Granted that it's a one-sentence generalization, and a lot those are dubious, would you generally agree with it? Further, was it a matter of presentation versus status -- it was acceptable to *look* male as long as one doesn't appear to take any of the privileges or rights of actually *being* male? I have a feeling that these questions are likely best answered by "I can't really do it justice in a blog post; for a good understanding, you should read the books in this annotated bibliography ...".

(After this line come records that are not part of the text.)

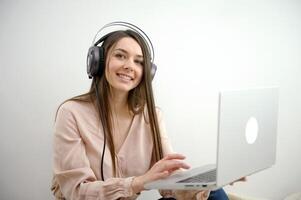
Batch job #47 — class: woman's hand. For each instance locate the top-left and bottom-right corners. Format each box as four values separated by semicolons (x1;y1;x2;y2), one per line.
132;153;190;193
174;190;210;200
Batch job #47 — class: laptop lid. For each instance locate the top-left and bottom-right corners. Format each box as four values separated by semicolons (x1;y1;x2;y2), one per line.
217;87;278;186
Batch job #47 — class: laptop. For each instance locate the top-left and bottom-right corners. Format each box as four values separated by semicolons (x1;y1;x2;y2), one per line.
144;87;279;190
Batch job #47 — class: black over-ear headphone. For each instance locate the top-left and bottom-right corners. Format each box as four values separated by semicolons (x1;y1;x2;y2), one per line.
87;21;157;79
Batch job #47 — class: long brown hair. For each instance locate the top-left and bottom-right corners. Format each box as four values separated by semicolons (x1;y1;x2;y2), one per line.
57;30;163;175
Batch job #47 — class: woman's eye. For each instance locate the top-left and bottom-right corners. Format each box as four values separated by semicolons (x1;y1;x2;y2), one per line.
115;53;125;59
135;60;143;65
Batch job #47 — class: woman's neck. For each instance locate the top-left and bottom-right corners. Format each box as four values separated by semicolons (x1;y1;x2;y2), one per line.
110;92;130;116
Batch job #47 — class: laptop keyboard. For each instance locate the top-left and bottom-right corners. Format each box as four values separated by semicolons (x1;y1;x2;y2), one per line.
178;169;216;183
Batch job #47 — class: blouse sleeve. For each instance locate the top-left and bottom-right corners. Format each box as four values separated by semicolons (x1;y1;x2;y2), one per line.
157;108;174;156
157;109;199;200
53;105;136;200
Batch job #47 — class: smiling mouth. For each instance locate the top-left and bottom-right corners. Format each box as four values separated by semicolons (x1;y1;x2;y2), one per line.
117;73;134;81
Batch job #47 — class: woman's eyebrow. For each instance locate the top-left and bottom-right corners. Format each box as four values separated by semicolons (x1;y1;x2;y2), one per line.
114;48;143;58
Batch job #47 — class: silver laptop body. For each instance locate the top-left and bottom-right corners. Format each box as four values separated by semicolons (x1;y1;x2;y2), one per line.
144;87;278;190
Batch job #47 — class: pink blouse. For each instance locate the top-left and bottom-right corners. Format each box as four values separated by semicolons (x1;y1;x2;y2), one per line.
52;101;172;200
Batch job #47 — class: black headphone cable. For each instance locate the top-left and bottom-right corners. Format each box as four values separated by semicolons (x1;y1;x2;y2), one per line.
94;80;107;181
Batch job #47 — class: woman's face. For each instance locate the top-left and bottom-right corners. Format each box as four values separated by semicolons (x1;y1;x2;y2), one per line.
105;37;143;92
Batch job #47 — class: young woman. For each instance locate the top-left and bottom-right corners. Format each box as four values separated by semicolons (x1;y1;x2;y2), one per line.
52;25;226;200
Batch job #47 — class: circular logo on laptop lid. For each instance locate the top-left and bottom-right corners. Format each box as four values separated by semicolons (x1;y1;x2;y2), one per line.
245;117;258;144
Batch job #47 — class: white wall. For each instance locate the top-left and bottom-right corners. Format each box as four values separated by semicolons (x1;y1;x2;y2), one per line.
0;0;301;200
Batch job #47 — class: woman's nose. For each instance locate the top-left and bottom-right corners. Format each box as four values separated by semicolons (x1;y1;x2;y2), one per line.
123;58;134;70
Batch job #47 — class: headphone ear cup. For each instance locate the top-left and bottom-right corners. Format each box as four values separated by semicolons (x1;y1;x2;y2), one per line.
87;46;105;79
151;62;157;80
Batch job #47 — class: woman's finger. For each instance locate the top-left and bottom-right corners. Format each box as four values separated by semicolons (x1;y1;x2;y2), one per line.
162;153;185;160
158;160;190;171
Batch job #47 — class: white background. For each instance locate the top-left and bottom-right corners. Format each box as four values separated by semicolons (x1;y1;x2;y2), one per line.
0;0;301;200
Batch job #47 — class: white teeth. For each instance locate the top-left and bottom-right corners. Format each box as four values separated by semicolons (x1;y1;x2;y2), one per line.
118;74;132;81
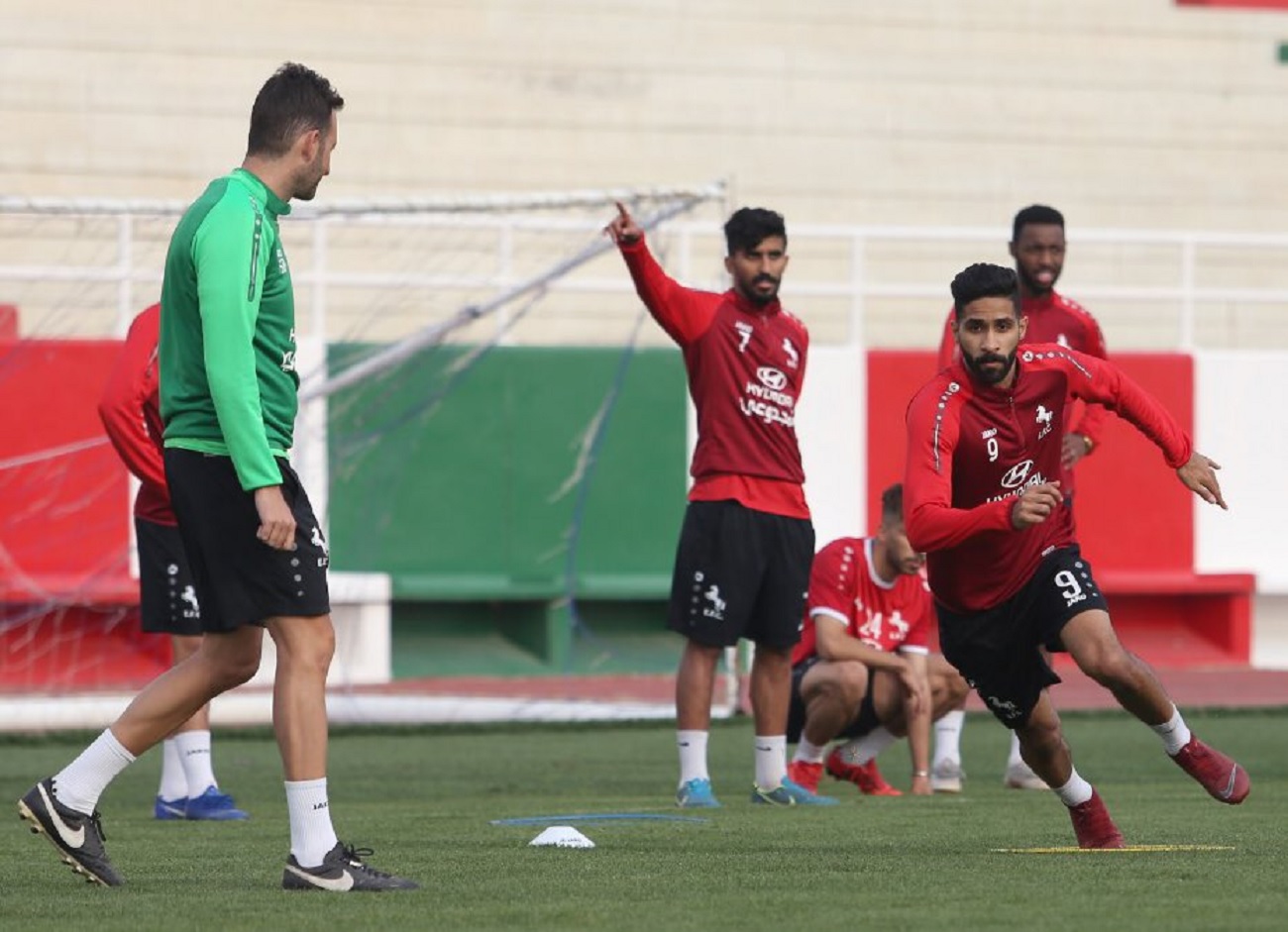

You make a key point about the difference between "looking" male versus "privileges and rights of being male". But when you look at the distinguishing cases--the ones where an AFAB person living as a man was identified as such with no serious penalties, the biggest predictor was whether that person had engaged in penetrative sex with a woman as part of that identity. For example, the unnamed 15th century student at Krakow University was "rewarded" with the only approved available female role for a scholar: establishing her as an abbess at a convent. A number of cross-gender soldiers were acclaimed as heroes (as long as they hadn't gotten married during their military career!). And in literary contexts, cross-dressing heroines were presented as admirable (even when their lives were eventually resolved back to a feminine presentation and heterosexual marriage). It's important to distinguish literary tropes from real life, of course, but the genre of female "transvestite saints" can be paired with at least a couple documented examples of AFAB persons taking up male monastic roles and receiving praise (though typically safely after death) for their life choices. Those examples can be paired with the myth of "Pope Joan" in interesting ways: Pope Joan was most likely invented as an anti-Catholic satire, hence it was part of the purpose of the story to find reason to condemn her. Furthermore, an essenail part of the myth was that she was discovered due to having violated the chastity required of her assumed clerical status and thereby becoming pregnant. (We can ignore all the male popes who fathered children, of course, because: hey, double standard.)

I really love these reviews. I'm interested in the Italian Renaissance literature on female beauty, where beauty itself was defined as "intersex," the male sort taking from the female and vice versa. Every now and then, this gender-blending makes its way into portraiture: e.g., a wonderful image of an unknown lady (with the attributes of St. Margaret) by Giovanni Gerolamo Savoldo, in the Pinacoteca Capitolina in Rome. She's middle-aged and not a conventional beauty, but her right elbow is cocked in an unmistakable masculine gesture, with the gloved right hand nonchalantly holding the left glove, and a book in her bare left hand. http://www.artribune.com/wp-content/uploads/2018/04/Giovan-Girolamo-Savo...

Glad you're enjoying the site! Another context where you find a "non-gendered" take on human beauty is in chivalric romances. This becomes particularly interesting in the context of cross-dressing incidents (in all directions) where the observers are expected to find a beautiful human being desirable, regardless of physiology, as long as the presentation frames the attraction as heterosexual.